Kapatmak için kendisini kim görevlendiriyor acaba, kim atıyorsa değil mi? Kim atıyor, darbeciler değil mi? Peki, kapatıyor mu? Hayır, tam tersine gelişmesi ve genişlemesi ve de kökleşmesi için ufak tefek sapmalar dışında yoğun çaba sarf ediyor.

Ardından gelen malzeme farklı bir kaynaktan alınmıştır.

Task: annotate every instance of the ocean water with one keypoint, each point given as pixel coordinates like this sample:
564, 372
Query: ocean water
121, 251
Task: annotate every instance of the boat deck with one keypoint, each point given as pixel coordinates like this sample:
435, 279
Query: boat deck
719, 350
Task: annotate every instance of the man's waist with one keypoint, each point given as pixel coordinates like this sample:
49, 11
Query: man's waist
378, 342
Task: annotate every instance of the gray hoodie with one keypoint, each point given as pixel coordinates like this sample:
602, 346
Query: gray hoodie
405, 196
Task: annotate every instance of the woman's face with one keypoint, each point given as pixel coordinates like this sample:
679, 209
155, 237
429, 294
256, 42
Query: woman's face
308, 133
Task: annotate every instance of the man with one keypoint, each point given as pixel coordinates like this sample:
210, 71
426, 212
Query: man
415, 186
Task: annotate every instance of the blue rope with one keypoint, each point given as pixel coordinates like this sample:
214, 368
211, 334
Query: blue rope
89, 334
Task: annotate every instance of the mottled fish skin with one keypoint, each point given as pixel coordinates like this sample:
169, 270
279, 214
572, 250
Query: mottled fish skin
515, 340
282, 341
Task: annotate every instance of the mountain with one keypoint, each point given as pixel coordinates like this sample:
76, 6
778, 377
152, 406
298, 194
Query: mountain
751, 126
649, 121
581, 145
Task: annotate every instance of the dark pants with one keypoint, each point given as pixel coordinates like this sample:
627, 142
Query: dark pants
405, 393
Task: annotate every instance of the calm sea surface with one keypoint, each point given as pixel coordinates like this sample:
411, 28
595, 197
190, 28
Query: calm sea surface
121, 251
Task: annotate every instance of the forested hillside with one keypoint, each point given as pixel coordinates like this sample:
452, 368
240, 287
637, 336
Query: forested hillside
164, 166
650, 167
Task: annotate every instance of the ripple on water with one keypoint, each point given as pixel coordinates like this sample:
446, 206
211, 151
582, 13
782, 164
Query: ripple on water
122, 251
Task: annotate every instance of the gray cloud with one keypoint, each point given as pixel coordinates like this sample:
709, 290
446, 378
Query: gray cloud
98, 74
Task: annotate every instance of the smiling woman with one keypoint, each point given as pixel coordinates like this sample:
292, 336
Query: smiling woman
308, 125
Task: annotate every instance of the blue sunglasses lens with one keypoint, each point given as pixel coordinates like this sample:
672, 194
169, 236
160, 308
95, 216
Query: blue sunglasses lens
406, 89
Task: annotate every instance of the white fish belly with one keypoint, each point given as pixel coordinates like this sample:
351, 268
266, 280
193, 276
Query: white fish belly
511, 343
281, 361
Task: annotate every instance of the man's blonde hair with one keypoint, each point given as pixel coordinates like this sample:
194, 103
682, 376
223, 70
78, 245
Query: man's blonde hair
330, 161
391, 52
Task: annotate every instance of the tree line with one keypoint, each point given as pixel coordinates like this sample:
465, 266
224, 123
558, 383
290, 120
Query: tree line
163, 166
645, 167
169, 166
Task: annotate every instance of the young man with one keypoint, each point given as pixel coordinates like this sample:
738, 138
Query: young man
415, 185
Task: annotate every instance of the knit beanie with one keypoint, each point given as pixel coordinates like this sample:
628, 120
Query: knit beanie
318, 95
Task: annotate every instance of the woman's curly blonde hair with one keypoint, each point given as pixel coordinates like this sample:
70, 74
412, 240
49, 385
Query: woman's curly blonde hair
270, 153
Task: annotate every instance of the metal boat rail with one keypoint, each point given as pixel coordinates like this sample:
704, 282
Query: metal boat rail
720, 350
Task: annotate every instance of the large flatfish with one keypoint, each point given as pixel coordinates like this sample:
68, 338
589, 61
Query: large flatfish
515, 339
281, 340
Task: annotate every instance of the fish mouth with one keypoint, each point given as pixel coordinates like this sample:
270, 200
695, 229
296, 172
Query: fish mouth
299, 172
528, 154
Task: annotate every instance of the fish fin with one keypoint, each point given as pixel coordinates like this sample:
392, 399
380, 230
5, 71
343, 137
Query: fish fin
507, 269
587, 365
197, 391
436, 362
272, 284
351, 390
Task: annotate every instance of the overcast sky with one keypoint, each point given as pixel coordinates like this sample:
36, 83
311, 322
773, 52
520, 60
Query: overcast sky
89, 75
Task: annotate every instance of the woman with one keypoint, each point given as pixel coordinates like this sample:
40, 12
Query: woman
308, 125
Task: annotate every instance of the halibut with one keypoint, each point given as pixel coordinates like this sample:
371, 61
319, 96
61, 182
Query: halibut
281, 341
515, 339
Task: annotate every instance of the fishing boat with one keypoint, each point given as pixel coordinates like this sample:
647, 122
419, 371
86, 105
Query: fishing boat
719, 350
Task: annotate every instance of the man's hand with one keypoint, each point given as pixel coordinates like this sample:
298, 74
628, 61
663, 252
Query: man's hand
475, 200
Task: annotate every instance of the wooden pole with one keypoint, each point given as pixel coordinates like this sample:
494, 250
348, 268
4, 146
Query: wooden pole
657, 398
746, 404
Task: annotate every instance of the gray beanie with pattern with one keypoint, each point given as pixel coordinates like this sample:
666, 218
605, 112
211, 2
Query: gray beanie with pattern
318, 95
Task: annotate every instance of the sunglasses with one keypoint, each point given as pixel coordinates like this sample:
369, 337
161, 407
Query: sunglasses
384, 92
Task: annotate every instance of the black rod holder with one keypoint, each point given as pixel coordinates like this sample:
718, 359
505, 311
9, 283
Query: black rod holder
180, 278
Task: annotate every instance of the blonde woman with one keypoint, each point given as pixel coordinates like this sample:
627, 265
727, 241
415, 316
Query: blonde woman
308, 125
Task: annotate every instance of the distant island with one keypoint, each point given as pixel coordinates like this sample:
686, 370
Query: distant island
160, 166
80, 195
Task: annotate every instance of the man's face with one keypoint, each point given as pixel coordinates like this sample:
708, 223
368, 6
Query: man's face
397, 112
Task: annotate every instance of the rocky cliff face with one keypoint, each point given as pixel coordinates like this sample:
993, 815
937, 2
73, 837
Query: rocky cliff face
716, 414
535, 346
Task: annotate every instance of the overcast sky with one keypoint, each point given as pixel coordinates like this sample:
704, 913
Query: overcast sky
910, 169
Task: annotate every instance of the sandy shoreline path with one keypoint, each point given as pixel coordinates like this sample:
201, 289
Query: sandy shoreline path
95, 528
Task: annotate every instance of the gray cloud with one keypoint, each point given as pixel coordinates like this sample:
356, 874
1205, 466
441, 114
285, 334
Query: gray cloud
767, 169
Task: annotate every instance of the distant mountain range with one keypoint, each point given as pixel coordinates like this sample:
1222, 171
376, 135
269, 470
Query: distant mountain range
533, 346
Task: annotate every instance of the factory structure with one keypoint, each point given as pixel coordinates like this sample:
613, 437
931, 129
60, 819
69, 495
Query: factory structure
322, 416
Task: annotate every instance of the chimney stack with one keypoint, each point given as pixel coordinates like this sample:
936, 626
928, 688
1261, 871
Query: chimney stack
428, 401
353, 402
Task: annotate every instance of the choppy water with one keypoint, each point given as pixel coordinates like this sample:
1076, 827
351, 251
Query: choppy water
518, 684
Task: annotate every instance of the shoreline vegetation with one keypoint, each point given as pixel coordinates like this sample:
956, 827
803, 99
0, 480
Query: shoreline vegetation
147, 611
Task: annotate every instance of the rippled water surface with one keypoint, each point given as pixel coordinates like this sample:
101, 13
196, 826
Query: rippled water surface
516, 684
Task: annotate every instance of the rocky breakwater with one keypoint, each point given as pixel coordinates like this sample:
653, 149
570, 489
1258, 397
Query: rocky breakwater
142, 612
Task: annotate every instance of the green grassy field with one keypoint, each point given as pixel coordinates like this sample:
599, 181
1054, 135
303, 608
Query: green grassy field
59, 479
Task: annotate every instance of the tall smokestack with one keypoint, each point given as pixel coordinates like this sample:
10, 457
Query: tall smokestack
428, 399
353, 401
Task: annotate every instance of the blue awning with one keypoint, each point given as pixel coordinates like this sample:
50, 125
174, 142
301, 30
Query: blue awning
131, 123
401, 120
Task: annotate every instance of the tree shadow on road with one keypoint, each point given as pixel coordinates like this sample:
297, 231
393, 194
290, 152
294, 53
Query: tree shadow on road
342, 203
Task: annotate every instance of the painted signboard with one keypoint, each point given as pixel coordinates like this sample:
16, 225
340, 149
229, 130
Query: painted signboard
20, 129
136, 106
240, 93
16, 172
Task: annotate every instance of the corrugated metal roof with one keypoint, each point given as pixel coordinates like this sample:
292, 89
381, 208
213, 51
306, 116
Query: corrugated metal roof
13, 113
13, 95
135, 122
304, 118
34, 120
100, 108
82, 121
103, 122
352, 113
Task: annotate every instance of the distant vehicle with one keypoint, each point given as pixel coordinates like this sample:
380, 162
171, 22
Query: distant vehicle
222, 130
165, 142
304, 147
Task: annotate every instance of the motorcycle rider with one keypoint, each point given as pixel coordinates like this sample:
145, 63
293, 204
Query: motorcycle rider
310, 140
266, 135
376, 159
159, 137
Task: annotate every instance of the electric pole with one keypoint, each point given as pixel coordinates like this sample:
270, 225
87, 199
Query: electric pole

Tekrar Uğur Ersoy’un anlatımına dönelim. “Kampüsü inşa etmek en önemli problemdi o zaman. Araziyi (şimdiki ODTÜ KAMPÜSÜ) istimlak etmişiz, o hazır ama bir türlü bir şey yapılmıyor. O sırada Ankara’da bir şeker fabrikası yapılıyordu, tam bitmek üzereyken ihtilal olmuş. Devlet Başkanı (Cemal Gürsel) beyanatında “bu şeker fabrikası ne kadar lüzumsuz bir şey” deyince, Feyzioğlu hemen “burayı bize versinler, üniversite burada kurulsun” dedi, çünkü binalar hazırdı. Biz karşı çıktık. Ama Feyzioğlu kararlıydı, Cemal Gürsel ile konuştu. O da destekledi, bütün bakanlar şeker fabrikasının devriyle ilgili kararnameyi imzaladılar ama Bayındırlık Bakanı Mukbil Gökdoğan reddetti. Düşünün ihtilal hükümeti başkanı Cemal Gürsel istiyor ama bakan imzalamıyor. Ne amaçla imzalamadı hiçbir fikrim yok. Ama iyi ki de olmadı.” 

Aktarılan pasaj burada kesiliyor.